With the development of drug delivery, novel tools and technological approaches have captured the attention of researchers in recent years. Several target drug delivery systems (DDSs) including nanoparticles (NPs) have been developed as an important strategy to deliver classical medicine.
The objective of this study was to evaluate the application of novel daunorubicin (DNR)-loaded poly(lactic-co-glycolic acid)-poly- l-lysine-polyethylene glycol-transferrin (Tf) nanoparticles (DNR-loaded NPs) in hematologic malignancies in vitro and in vivo.
DNR-loaded NPs were prepared by the modified double-emulsion solvent evaporation/diffusion method, and its microscopic form was observed under scanning electron microscope. Intracellular distribution of DNR was directly detected by fluorescence microscopy. After establishment of a tumor xenograft model by injecting K562 cells into the left leg of nude mice, the therapeutic effect of the DNR-loaded NPs on the growth of tumors was measured by calculating the tumor size, and the relative expression of Caspase-3 protein was detected by immunohistochemical staining. Furthermore, intracellular concentration of DNR and the extent of cell apoptosis in primary leukemia cells were quantified by flow cytometry.

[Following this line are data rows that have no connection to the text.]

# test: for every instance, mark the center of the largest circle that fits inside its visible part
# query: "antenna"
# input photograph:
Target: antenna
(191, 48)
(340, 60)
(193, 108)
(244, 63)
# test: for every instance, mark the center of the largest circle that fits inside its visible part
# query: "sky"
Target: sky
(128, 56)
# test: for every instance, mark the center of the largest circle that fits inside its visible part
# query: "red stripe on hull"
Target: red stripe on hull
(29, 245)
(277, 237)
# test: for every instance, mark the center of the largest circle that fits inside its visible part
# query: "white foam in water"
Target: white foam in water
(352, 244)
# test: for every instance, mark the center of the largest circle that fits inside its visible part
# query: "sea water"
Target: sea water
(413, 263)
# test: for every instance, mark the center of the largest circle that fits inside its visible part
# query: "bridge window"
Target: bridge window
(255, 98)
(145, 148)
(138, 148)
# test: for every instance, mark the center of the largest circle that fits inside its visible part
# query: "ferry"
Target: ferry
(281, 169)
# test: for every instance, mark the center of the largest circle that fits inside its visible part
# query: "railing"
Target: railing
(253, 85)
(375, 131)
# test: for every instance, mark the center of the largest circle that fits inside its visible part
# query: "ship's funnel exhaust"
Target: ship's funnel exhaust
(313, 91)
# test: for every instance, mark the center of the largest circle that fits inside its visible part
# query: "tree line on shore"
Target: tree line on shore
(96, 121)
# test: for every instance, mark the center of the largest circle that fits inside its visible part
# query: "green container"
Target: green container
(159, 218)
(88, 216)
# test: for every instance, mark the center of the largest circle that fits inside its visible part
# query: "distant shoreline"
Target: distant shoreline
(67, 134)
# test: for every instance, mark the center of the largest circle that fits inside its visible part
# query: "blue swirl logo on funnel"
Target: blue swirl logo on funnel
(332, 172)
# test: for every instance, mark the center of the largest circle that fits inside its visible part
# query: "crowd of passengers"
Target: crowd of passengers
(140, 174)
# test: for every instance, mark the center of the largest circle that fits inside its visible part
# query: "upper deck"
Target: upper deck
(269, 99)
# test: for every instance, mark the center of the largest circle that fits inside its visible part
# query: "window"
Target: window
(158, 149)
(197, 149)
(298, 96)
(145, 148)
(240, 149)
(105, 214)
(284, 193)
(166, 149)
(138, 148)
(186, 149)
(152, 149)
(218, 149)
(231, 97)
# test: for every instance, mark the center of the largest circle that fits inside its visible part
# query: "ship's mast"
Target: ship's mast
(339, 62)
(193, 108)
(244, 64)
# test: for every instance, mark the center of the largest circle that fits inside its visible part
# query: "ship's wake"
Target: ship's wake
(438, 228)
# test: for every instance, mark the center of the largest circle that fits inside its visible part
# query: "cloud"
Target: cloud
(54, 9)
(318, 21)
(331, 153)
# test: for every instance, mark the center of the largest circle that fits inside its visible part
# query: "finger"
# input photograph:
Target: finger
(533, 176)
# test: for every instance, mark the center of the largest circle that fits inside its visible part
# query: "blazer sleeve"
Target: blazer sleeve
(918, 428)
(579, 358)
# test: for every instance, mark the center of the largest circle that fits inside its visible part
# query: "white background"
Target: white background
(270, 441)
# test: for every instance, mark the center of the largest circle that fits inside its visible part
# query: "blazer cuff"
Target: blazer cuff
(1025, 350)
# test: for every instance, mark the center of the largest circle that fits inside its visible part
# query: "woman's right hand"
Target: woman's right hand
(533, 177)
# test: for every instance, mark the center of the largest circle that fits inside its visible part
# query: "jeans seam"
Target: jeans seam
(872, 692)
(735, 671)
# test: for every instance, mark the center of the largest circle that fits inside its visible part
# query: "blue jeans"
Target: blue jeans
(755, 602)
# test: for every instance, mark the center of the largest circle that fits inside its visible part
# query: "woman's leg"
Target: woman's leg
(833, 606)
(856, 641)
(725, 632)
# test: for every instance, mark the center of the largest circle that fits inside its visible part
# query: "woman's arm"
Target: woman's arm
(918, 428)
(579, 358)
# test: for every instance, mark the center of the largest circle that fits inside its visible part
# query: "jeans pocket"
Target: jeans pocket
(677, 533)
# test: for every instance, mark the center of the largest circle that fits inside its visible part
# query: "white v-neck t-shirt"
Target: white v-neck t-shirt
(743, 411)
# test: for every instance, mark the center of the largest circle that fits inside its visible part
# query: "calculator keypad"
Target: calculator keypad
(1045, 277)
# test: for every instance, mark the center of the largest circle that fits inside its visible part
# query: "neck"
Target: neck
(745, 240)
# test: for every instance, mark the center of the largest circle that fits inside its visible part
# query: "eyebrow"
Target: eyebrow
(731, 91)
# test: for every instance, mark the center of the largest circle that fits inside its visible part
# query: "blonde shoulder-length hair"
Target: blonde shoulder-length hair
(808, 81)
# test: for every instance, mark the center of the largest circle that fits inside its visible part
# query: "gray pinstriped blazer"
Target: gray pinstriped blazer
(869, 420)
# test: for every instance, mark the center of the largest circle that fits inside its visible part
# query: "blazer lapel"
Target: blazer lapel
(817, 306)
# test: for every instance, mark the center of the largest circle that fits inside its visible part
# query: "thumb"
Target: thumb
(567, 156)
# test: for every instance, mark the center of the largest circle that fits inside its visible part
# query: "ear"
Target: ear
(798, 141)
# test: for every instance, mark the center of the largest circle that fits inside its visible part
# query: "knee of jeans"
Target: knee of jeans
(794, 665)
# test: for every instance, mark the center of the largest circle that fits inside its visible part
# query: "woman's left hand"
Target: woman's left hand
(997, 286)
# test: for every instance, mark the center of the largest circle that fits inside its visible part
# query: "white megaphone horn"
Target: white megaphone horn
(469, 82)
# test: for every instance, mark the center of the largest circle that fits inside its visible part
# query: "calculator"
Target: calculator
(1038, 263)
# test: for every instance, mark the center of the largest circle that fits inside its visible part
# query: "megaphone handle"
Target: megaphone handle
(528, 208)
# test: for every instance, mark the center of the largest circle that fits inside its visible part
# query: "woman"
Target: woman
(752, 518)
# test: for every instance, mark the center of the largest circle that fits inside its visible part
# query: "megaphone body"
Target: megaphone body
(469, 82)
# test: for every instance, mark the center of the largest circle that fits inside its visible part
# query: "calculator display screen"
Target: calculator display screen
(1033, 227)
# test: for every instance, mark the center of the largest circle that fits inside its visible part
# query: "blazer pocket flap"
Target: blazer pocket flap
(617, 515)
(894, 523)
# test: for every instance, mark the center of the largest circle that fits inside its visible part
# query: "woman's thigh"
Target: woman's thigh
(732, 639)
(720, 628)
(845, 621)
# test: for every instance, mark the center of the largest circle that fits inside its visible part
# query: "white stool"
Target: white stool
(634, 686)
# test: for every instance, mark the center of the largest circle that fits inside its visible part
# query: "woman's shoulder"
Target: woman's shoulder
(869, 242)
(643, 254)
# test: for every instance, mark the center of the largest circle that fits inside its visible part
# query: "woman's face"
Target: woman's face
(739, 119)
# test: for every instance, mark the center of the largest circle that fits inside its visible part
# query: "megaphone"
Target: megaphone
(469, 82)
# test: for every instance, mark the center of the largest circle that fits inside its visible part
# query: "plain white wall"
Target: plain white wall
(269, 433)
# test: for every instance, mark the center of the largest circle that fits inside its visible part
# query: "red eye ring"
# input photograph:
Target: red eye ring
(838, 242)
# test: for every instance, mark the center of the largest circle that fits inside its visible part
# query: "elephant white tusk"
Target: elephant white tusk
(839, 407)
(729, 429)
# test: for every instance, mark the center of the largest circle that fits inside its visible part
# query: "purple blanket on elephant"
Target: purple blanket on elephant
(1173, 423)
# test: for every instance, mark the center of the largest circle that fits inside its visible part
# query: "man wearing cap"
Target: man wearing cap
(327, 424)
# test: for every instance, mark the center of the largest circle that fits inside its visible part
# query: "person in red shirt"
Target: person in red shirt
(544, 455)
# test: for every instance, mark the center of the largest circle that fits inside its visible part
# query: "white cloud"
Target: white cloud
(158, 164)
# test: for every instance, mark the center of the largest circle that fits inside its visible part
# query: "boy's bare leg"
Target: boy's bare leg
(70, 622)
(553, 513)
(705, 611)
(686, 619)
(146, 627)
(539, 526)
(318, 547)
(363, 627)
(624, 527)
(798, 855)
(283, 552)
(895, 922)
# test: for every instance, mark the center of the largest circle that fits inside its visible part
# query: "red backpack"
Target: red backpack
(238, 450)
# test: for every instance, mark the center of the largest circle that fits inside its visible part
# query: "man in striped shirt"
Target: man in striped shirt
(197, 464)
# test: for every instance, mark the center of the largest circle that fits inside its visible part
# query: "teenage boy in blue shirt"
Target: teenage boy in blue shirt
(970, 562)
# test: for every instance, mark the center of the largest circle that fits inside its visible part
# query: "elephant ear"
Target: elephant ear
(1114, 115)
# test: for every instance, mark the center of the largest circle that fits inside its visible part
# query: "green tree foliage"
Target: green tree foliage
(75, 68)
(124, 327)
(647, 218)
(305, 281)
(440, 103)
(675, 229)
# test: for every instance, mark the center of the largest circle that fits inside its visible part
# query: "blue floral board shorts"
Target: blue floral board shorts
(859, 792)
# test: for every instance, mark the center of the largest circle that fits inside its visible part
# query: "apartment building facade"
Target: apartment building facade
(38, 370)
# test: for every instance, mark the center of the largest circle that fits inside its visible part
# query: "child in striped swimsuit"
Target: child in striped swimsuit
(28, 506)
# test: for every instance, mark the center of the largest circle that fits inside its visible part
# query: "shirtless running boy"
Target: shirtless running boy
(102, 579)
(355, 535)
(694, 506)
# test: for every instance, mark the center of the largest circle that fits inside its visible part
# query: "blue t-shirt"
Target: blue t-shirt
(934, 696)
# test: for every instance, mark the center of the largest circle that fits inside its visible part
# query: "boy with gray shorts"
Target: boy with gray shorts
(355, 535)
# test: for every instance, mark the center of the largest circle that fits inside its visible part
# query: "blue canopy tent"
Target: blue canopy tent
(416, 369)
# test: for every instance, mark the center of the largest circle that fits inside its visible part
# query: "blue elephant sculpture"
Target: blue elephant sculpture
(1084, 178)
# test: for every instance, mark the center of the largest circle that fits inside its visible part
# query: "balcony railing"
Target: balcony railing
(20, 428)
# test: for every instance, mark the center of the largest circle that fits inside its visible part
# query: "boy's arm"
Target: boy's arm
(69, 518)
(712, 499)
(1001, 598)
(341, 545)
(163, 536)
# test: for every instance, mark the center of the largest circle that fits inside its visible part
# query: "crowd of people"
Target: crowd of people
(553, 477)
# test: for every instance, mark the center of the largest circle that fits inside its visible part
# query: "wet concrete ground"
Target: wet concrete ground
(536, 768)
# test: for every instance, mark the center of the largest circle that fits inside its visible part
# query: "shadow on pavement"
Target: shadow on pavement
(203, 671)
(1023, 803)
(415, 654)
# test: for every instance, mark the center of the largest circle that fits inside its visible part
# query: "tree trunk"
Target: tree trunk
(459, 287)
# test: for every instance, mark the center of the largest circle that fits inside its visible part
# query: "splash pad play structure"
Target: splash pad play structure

DNR-loaded NPs had a spherical shape of about 180 nm in diameter. DNR-loaded NP group showed a significant enhancement of cellular uptake in K562 cells compared with DNR group. Tumor inhibition rate was higher in DNR-loaded NP group in comparison with DNR group, and the relative expression of Caspase-3 protein was upregulated in DNR-loaded NP group compared with DNR group. Furthermore, DNR-loaded NPs obviously increased intracellular concentration of DNR in primary leukemia cells compared with DNR group, but there was no significant difference in primary cell apoptosis between the two groups. These findings suggest that the novel NP DDS can enhance the performance of conventional antitumor drugs and may be suitable for further application in the treatment of hematologic malignancies.